La Guardia di finanza di Brescia ha perquisito l’abitazione di Giuseppe Romele, deputato per quattro legislature fino al 2018 (sempre eletto con Forza Italia e poi passato in corsa con Fratelli d’Italia). Romele, almeno per ora, non è sotto inchiesta. Ma la Procura di Milano, nell’ambito dell’indagine che vede indagato l’europarlamentare Carlo Fidanza (FdI) per corruzione (foto), ritiene che l’ex deputato, noto per la sua vicinanza al ministro Mariastella Gelmini, potrebbe contribuire a fare chiarezza sulla vicenda delle dimissioni del consigliere comunale bresciano Giovanni Acri, dimissioni che sarebbero avvenute, secondo l’ipotesi accusatoria sostenuta dai pubblici ministeri Giovanni Polizzi e Cristina Roveda, per far entrare nella massima assise cittadina Giangiacomo Calovini, appartenente alla corrente di Fidanza. Quest’ultimo, da ciò l’ipotesi di corruzione, avrebbe poi provveduto ad assumere il figlio di Calovini nella sua segretaria politica all’europarlamento.
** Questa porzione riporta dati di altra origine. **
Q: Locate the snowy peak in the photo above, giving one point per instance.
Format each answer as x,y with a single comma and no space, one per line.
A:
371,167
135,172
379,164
Sarebbe stato proprio Romele (vice coordinatore lombardo di FdI), secondo quanto si legge nell’esposto anonimo dell’ottobre 2021 che sollevò il caso dell’avvicendamento in consiglio comunale, il regista dell’operazione politica, colui che avrebbe incontrato Acri, all’inizio alquanto scettico, per poi convincerlo a dimettersi. Tesi da dimostrare, naturalmente. Ma per i magistrati l’ex deputato bresciano è “persona informata sui fatti” e come tale verrà convocato per un interrogatorio. Gli inquirenti non hanno reso noto se nell’abitazione di Romele sono stati rinvenuti documenti utili all’inchiesta. I finanzieri, in ogni caso, hanno sequestrato lo smartphone dell’ex deputato e nei prossimi giorni lo analizzeranno. Altre due perquisizioni con sequestro di telefoni e Pc sono state inoltre eseguite dalle Fiamme Gialle nei confronti di tre altre persone (non indagate): una collaboratrice e segretaria di Fidanza, Andrea Turra (militante della sezione giovanile bresciana di Fdi) e un commercialista, il cui studio era già stato perquisito lo scorso giugno.

Nel frattempo Fidanza (che si è dichiarato da subito estraneo ai fatti: “Non ho commesso alcun atto illecito e sono certo che le indagini lo dimostreranno”) resta in regime di autosospensione dalle cariche di partito dopo il suo coinvolgimento nell’inchiesta di FanPage.it sulla cosiddetta “lobby nera” dell’estremista di destra Roberto Lavarini Jonghi. Per quella vicenda, l’eurodeputato è già indagato, sempre a Milano, per finanziamento illecito ai partiti e riciclaggio.

Ma di fatto l’attività politica di Fidanza non si è mai interrotta. Di recente, ha fornito il suo contributo alla campagna elettorale di Magenta, nel Milanese, dove il centrodestra ha vinto ma Fratelli d’Italia ha fatto segnare il peggior risultato tra i comuni lombardi andati alle urne nella tornata del 12 giugno, fermandosi al 7,88%. Subito dopo il voto si è aperta la delicata partita della giunta: a FdI spettava un solo assessore con almeno tre aspiranti. Alla fine, tra tensioni e litigi, l’ha spuntata Stefania Bonfiglio, esponente della corrente di Fidanza.